Gene Therapy for Inherited Retinal Diseases

By Elias I. Traboulsi, MD, MEd

Ophthalmologists at Cole Eye Institute who specialize in retinal dystrophies work with genetic counselors and low vision specialists to assess and treat patients, and we are actively tracking the natural histories of these diseases in anticipation of emerging treatments such as gene replacement therapy and pharmacotherapy.

Delivering gene therapy to the RPE

The delivery of a functional gene to the retinal pigment epithelium (RPE) has been achieved in patients with certain types of Leber congenital amaurosis (LCA) and choroideremia. In some, an improvement in retinal function as well as vision has been demonstrated. Clinical trials are ongoing for other retinal dystrophies such as Stargardt disease, X-linked juvenile retinoschisis and Usher syndrome type 1B, with results expected in the next few years.

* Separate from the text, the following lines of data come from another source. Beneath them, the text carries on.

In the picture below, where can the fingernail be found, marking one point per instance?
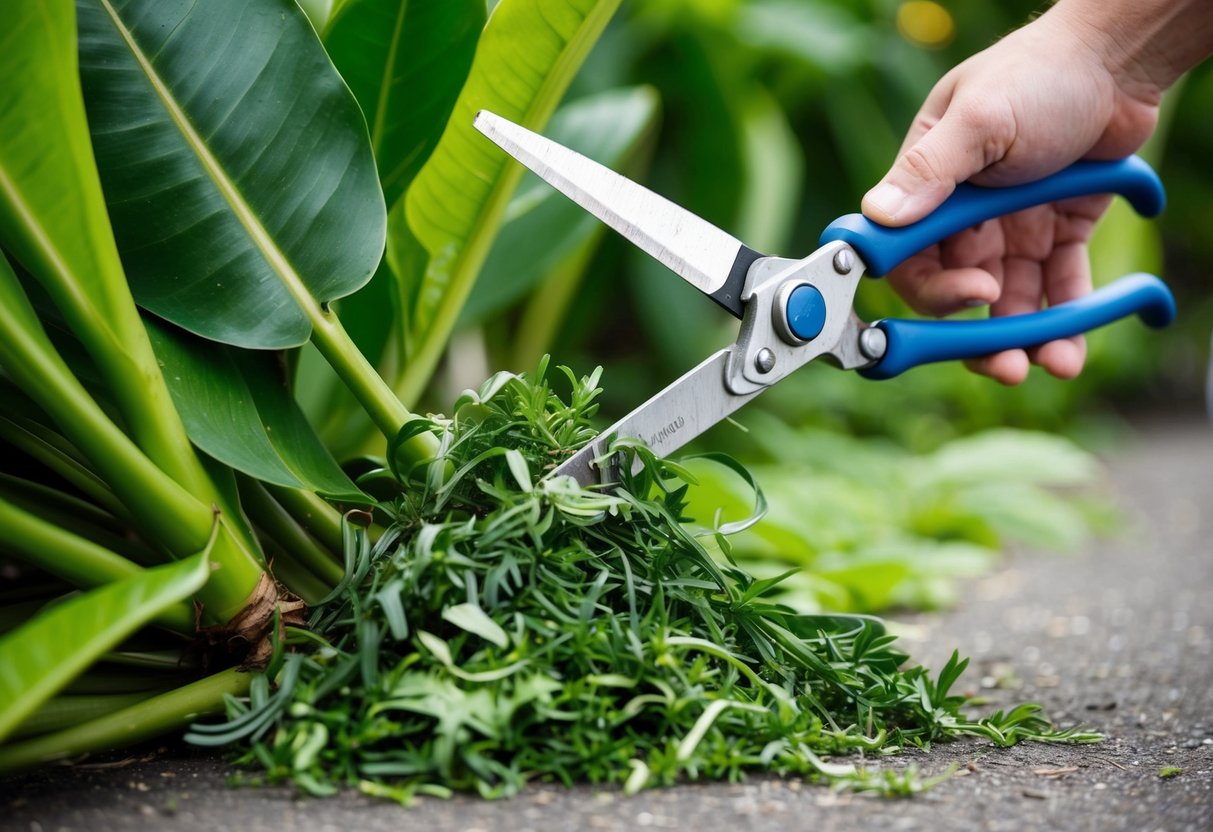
(887, 198)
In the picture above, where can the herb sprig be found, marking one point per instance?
(505, 627)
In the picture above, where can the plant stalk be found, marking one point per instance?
(79, 562)
(149, 718)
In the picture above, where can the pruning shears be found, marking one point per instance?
(796, 311)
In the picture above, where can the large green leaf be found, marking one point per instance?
(405, 62)
(50, 650)
(52, 220)
(52, 214)
(238, 408)
(542, 227)
(234, 161)
(527, 56)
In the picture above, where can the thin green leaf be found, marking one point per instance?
(472, 619)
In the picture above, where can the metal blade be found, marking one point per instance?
(667, 421)
(698, 251)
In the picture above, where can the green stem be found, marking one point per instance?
(283, 529)
(548, 306)
(79, 517)
(53, 451)
(372, 393)
(297, 577)
(62, 712)
(149, 718)
(79, 562)
(473, 244)
(166, 512)
(311, 512)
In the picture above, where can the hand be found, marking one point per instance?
(1037, 101)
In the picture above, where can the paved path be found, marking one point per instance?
(1120, 639)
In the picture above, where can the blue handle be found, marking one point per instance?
(883, 248)
(913, 342)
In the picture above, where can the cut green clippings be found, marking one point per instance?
(507, 627)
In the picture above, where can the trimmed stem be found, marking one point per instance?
(144, 721)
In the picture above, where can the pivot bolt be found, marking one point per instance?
(873, 343)
(764, 362)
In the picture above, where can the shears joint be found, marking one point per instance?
(798, 311)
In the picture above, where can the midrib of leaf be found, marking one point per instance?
(326, 331)
(478, 240)
(244, 212)
(386, 83)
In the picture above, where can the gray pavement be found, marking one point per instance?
(1118, 638)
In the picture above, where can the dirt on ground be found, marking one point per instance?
(1117, 638)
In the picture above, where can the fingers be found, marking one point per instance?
(1066, 278)
(932, 291)
(966, 140)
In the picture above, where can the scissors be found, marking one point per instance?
(796, 311)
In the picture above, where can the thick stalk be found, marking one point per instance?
(277, 523)
(153, 717)
(372, 393)
(79, 562)
(77, 260)
(24, 434)
(311, 512)
(62, 712)
(166, 512)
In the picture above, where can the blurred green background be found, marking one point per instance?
(770, 118)
(774, 117)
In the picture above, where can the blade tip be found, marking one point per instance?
(483, 121)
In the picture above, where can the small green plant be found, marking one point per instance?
(235, 241)
(506, 627)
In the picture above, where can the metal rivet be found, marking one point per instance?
(873, 343)
(764, 360)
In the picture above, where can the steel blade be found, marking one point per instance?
(667, 421)
(698, 251)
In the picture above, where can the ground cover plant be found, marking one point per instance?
(235, 244)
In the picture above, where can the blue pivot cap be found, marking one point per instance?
(806, 312)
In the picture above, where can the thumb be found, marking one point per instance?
(927, 172)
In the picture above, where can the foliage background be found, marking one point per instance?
(775, 117)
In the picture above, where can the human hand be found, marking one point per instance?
(1029, 106)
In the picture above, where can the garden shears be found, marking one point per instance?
(796, 311)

The methodology involves incorporating the normal gene into the genome of an attenuated virus and injecting a load of such viruses under the retina or into the vitreous cavity. Ideally, the virus would then penetrate the RPE or other retinal cells; then, the gene and its driver would insert themselves into the DNA of the cell and would be transcribed into a functional protein, restoring the deficient cellular function.

Challenges and successes in gene therapy delivery

This seemingly simple paradigm has been challenging to implement because of technical difficulties and safety concerns. First, an appropriate vector must be chosen that would allow a DNA insert of a specific size and the targeting of a specific retinal cell type. The delivery method must also avoid spreading the virus to the central nervous system and causing unwanted side effects. Another major concern is the possibility of inducing an immune response to the virus that causes ocular inflammation and impacts the retina and vision.

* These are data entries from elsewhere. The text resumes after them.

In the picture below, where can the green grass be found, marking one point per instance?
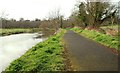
(110, 41)
(111, 26)
(4, 32)
(45, 56)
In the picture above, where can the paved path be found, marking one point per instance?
(87, 55)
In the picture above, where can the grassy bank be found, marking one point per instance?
(110, 41)
(45, 56)
(4, 32)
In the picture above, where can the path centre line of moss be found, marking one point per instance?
(45, 56)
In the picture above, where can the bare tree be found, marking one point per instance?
(95, 13)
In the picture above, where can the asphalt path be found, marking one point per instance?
(87, 55)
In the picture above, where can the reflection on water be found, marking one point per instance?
(13, 46)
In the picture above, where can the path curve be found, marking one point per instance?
(87, 55)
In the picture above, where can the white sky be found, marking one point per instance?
(31, 9)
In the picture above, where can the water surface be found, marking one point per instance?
(13, 46)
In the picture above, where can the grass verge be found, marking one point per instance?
(45, 56)
(110, 41)
(4, 32)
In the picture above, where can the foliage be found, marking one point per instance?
(45, 56)
(111, 41)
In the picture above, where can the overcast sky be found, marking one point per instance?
(31, 9)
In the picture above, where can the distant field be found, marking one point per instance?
(107, 40)
(4, 32)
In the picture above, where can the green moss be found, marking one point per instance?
(45, 56)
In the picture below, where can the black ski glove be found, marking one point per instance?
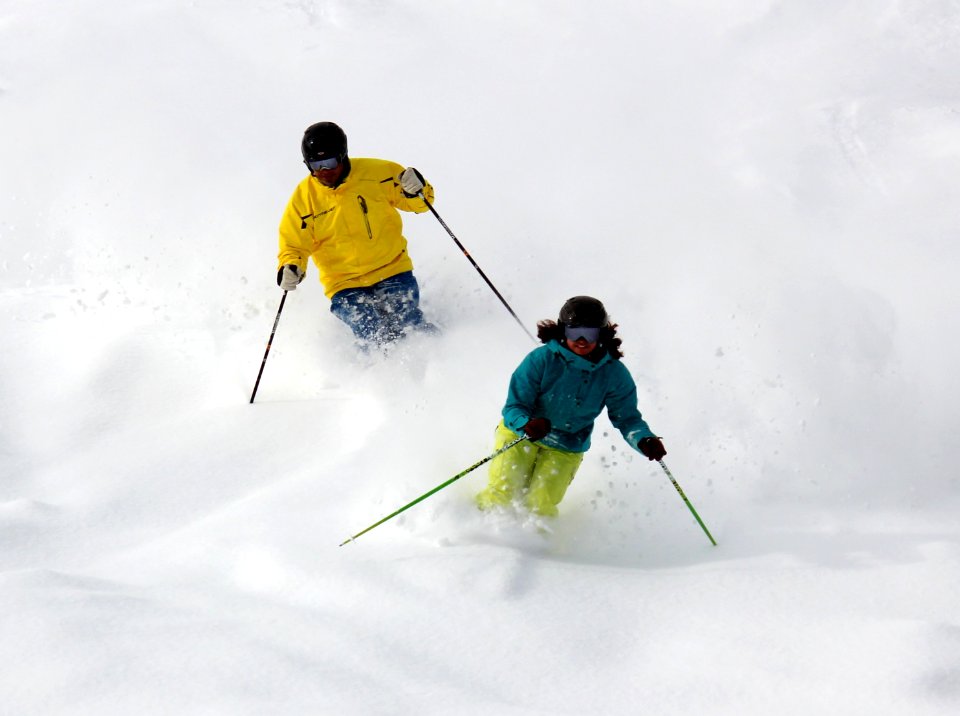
(537, 428)
(652, 448)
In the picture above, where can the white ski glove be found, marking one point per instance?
(411, 181)
(289, 277)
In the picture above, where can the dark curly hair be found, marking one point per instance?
(608, 342)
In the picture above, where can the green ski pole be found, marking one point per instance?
(677, 485)
(437, 488)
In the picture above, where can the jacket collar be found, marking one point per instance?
(575, 361)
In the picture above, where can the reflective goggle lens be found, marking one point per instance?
(329, 163)
(575, 333)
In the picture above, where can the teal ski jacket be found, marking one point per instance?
(570, 391)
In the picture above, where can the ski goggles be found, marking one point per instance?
(329, 163)
(575, 333)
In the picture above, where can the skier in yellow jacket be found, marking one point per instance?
(345, 216)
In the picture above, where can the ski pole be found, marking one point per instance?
(680, 491)
(479, 270)
(425, 495)
(269, 343)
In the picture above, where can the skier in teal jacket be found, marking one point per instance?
(555, 395)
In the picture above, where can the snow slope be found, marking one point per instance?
(763, 193)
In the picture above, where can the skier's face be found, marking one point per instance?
(581, 346)
(328, 177)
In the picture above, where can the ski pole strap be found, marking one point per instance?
(439, 487)
(687, 502)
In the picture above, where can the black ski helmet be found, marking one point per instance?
(583, 312)
(323, 140)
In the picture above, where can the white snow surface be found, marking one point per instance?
(763, 192)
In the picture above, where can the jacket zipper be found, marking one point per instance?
(366, 218)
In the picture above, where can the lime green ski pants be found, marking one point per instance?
(532, 475)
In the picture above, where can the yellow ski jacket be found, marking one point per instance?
(353, 231)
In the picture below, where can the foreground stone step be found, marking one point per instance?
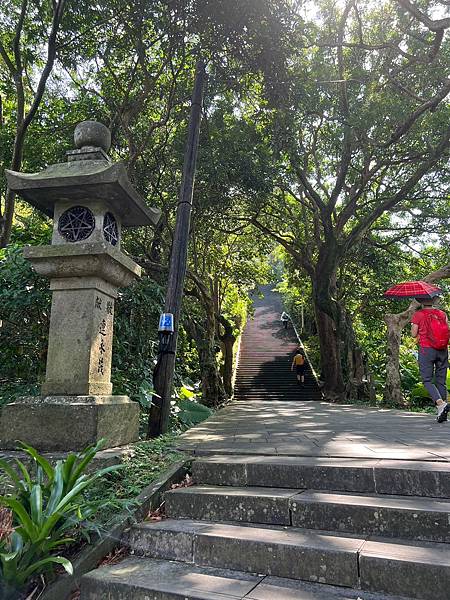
(216, 503)
(151, 579)
(408, 478)
(391, 516)
(288, 552)
(276, 588)
(146, 579)
(400, 567)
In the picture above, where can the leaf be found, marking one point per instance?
(21, 514)
(36, 504)
(46, 466)
(192, 413)
(51, 559)
(9, 470)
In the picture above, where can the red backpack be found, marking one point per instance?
(437, 330)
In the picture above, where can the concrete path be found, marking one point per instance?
(267, 348)
(320, 429)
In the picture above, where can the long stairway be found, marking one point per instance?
(264, 367)
(291, 528)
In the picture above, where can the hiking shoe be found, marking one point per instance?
(443, 414)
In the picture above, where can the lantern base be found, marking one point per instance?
(69, 423)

The success of experiments in animal models of retinal dystrophies, such as the Briard dog with RPE65 mutations, led the way to several encouraging human treatment trials. Complications were rare, retinal function was restored in the treated areas of the retina and vision was improved. Encouraging results in adults led to the enrollment of children with presumed larger numbers of living RPE cells, as well as bilateral treatments as opposed to the single eye injections of earlier trials. Advances in intraoperative imaging will undoubtedly make surgical interventions for gene therapy safer.

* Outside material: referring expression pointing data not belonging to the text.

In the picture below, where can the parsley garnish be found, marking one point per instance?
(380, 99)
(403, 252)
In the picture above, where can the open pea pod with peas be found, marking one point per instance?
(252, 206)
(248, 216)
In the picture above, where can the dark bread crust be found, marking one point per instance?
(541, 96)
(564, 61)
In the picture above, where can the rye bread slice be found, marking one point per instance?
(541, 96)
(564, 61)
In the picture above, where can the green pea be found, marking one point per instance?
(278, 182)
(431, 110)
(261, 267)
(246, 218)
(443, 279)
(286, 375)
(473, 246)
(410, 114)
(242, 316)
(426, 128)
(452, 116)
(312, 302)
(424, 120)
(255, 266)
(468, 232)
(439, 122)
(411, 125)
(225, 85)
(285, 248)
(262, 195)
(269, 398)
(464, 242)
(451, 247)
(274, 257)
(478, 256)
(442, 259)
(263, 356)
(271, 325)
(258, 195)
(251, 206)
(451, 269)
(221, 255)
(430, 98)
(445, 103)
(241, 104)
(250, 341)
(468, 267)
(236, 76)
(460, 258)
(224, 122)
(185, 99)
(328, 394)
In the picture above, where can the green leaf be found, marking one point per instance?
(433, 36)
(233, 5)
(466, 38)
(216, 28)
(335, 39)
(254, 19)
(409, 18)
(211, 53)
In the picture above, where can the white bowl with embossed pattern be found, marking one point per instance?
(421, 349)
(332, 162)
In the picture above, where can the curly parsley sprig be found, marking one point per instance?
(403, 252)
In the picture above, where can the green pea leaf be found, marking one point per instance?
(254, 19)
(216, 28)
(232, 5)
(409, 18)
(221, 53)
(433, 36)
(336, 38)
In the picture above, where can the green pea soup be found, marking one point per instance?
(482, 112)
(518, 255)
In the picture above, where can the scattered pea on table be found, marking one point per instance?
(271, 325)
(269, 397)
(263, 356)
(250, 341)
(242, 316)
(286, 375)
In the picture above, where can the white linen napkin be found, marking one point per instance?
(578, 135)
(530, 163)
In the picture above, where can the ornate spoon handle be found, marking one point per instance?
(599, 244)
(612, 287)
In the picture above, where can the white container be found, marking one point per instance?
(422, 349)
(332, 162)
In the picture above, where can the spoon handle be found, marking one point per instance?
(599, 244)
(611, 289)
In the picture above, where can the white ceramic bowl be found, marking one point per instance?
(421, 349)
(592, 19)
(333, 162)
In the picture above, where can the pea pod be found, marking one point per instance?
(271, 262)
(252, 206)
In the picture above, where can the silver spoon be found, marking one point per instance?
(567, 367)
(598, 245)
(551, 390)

All retinal dystrophies lead to progressive loss of vision and eventual blindness, but some have slower or faster deterioration of retinal function that depends, at least in part, on the particular mutation(s) in the affected gene. While cross-sectional studies have been conducted to estimate the rate of progression of some, prospective studies are underway to document changes in vision and findings on imaging modalities so that the effects of treatment in clinical trials can be compared to those of untreated patients.

Genetic heterogeneity makes diagnosis and treatment tricky

Selecting the appropriate patients for enrollment in trials, and for treatments in the setting of clinical practice, is critical and depends on a precise and firm molecular diagnosis. Retinal dystrophies are genetically heterogeneous, meaning that the same clinical phenotype can result from a number of distinct underlying genetic mutations. For example, mutations in RPE65 are only one of more than 20 causes of LCA, and some patients with RPE65 mutations present to the ophthalmologist at different times in life and can be diagnosed as typical LCA, early-onset childhood retinal dystrophy or retinitis pigmentosa, depending on the severity of their phenotype. Molecular diagnosis via genetic testing is absolutely necessary before a patient is considered for gene therapy.

Similar confusion in clinical diagnosis occurs in Stargardt disease in which mutations in ABCA4 lead to a number of clinical phenotypes, including classic early onset disease with subretinal flecks in the macular area, to later onset disease with generalized flecks (fundus flavimaculatus) or a clinical appearance of retinitis pigmentosa in the setting of a cone-rod dystrophy. We are currently involved in ProgStar, a natural history study sponsored by Foundation Fighting Blindness, to learn more about the disease.

Other diseases, such as X-linked juvenile retinoschisis, have more consistent phenotypes. The advances in genetic testing methodology and the availability of commercial genetic testing in CLIA-certified laboratories have made molecular testing accessible and precise. Testing must always be performed in the context of professional genetic counseling to ensure optimal expectations from patients and families, and the best explanation of implications and interpretations of results.

The decision to administer gene therapy in any particular patient with a retinal dystrophy is complex and depends on a number of factors including the natural history of the particular disease, the age of the patient, the results of clinical trials, the cost of treatment, and the overall context of the delivery of care, including the ability of the patient and family to comply with the necessary pre- and postoperative follow-up.

The next decades will undoubtedly witness significant advances not only in gene transfer therapy, but also in stem cell and pharmacological therapies for patients with retinal dystrophies. Promising work and clinical trials are underway, and patients as well as physicians are looking forward to a brighter future.

Dr. Traboulsi is Director of the Center for Genetic Eye Diseases, Cole Eye Institute.